Tuesday, 10 November 2009

Published November 4, 2009

RBS, Lloyds to sell branches as price for Bailout 2

Banks barred from cash bonuses for high-earners; Asian banks among likely bidders for stakes

By NEIL BEHRMANN
IN LONDON

ROYAL Bank of Scotland (RBS) and Lloyds Banking Group are to sell hundreds of branches and key divisions as part of an agreement for receiving a further £40 billion (S$91.5 billion) from the British government.

On the block: Lloyds will sell over 600 branches over the next four years, RBS will sell 318 branches

Northern Rock, the first British bank to collapse in the recent crisis, is also to be sold.

The European Commission has demanded the sales to safeguard banking competition.

Since the banks are under the control of the UK government, which pumped in £37 billion earlier, they have an unfair advantage over competitors.

As part of the accord, the banks are not allowed to pay cash bonuses for the 2009 financial year to any staff earning more than £39,000.

Members of the RBS and Lloyds boards must also defer all their bonuses until 2012.

When the sales eventually take place in three to four years time there will be three new British banks, and local and foreign banks and institutions, including Asian, can either control or have large stakes in them. The sales are expected to take place over a lengthy period so that the assets are not dumped at fire sale prices.
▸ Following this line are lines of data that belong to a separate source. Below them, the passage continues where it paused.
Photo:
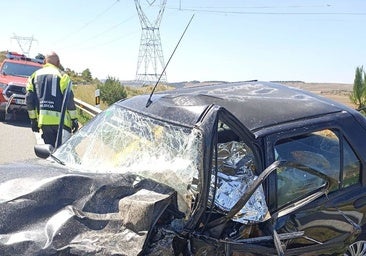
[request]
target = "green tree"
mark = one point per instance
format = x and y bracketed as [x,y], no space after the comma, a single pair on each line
[358,94]
[86,75]
[112,90]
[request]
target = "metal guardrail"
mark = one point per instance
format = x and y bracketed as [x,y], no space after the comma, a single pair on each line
[87,108]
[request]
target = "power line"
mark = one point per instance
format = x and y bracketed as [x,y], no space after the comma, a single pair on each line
[102,33]
[197,10]
[88,22]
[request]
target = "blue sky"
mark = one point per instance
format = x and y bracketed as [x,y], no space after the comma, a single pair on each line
[232,40]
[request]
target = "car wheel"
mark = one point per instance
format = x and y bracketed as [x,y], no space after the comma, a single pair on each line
[358,248]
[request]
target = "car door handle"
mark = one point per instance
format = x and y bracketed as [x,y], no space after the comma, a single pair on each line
[360,202]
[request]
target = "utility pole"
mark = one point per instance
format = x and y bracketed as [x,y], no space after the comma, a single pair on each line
[150,62]
[25,43]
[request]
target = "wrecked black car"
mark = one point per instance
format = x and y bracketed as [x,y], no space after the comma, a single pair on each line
[247,168]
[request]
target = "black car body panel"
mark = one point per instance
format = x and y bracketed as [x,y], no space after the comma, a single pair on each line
[54,211]
[246,168]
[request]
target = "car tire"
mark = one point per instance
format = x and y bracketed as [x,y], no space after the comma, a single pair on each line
[358,248]
[2,115]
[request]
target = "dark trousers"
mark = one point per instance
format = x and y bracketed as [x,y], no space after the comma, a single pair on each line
[49,134]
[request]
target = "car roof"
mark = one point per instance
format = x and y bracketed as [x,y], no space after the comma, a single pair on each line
[27,62]
[255,104]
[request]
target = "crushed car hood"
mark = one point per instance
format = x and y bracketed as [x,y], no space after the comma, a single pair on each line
[47,209]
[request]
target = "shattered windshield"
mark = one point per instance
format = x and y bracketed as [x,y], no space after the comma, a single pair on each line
[19,69]
[122,141]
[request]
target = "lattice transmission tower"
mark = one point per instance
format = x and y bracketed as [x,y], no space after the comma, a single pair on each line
[25,43]
[150,64]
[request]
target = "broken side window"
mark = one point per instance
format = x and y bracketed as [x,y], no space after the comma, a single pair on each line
[323,151]
[234,169]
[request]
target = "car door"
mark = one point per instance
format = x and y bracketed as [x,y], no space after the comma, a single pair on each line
[237,218]
[331,221]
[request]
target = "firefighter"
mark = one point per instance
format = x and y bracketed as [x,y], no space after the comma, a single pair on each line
[44,98]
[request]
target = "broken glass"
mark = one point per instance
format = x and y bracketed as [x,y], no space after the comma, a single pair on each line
[235,172]
[123,141]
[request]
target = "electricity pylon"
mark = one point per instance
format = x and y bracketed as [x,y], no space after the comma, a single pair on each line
[150,64]
[25,43]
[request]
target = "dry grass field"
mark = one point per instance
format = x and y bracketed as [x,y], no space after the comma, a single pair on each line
[335,91]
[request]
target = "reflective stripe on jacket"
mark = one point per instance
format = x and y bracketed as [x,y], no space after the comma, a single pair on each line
[45,92]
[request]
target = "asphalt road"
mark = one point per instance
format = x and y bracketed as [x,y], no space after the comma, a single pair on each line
[16,140]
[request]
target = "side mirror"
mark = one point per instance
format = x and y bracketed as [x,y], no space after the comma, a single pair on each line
[43,150]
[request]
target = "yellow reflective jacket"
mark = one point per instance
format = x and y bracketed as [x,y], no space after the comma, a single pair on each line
[45,93]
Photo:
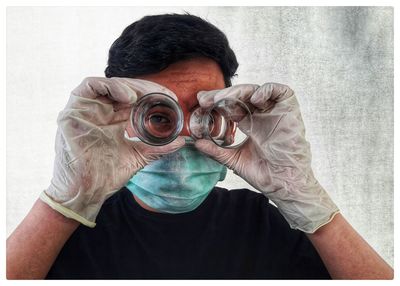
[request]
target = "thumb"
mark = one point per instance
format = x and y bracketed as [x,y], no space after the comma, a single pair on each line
[222,155]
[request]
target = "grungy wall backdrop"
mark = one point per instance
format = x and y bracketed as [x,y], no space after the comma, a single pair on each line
[338,60]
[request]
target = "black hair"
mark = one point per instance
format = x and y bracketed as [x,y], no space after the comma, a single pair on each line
[155,42]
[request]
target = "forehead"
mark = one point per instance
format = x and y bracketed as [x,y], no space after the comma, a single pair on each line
[186,78]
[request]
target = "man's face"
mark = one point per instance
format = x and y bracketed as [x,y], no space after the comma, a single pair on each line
[186,78]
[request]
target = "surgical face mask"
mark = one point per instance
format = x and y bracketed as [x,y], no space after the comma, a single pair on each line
[178,182]
[157,119]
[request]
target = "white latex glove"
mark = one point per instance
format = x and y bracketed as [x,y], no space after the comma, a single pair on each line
[93,159]
[276,159]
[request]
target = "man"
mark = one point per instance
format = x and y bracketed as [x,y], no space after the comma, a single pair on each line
[122,209]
Critics of the planned asset sales say that it falls short of governor of the Bank of England Mervyn King's call for the separation of traditional banking from risky investment banking operations.

Mr King fears the risky casino-like dealings of investment bank proprietary trading units that effectively trade like hedge funds.

RBS will sell 318 branches, while Lloyds will dispose of more than 600 branches over the next four years.

Prior to the sale, RBS will resurrect the brand name, Williams & Glyn's for the more than 300 branches and will also sell its NatWest bank brand in Scotland.

Other divisions up for the auctioneers block are RBS Insurance and Global Merchant Services, its card payment business.

The new arrangement means that RBS will have £45 billion of state funding and be 84 per cent owned by the UK taxpayer. RBS is also making use of the government 'Asset Protection Scheme' of which the government is budgeting to make a £25 billion loss.

Lloyds Banking Group has been instructed to offload Cheltenham & Gloucester, a former building society, with its 160 branches, TSB, the former Trustee Savings Bank that has 200 branches in Scotland, and the Intelligent Finance Internet bank.

By doing so, it will reduce its share of the UK mortgage market and current account market from 30 per cent to 25 per cent.

The Treasury is pumping a further several billion pounds into Lloyds when it takes up its share of a rights issue expected to take place in coming weeks.

Eventually, Lloyds will have received around £20 billion of taxpayer money and be 43 per cent owned by the state.

Prior to an eventual sale, the government is providing more money for Northern Rock which failed in 2007. This is in the form of an £8 billion loan, with a further £4 billion of funding if required.

Northern Rock owns a so called 'good bank', which comprises some £19 billion of deposits alongside £10 billion of secure mortgages and £9 billion of cash.

The rest of the bank, which includes high risk mortgages, will remain under government control for more than 10 years.

Critics complain that a sale of the 'good bank' may receive only £1.5 billion but the risk to the taxpayer is a hefty £27 billion. The European Union has instructed Northern Rock to limit new mortgage lending.

Large British banks such as HSBC, cannot purchase the branches and other assets as this is a European Union pro-competition move. But European, US and Asian banks can make bids, according to information from press conferences yesterday.

Santander, the Spanish bank, German insurance giant Allianz, Generali and Zurich are being mentioned as potential acquirers of RBS and Lloyds branches.

Other potential buyers include Richard Branson who owns Virgin Money, National Australia Bank, the owner of Yorkshire and Clydesdale banks, French banks BNP and Societe Generale and Tesco, which wants to expand into banking.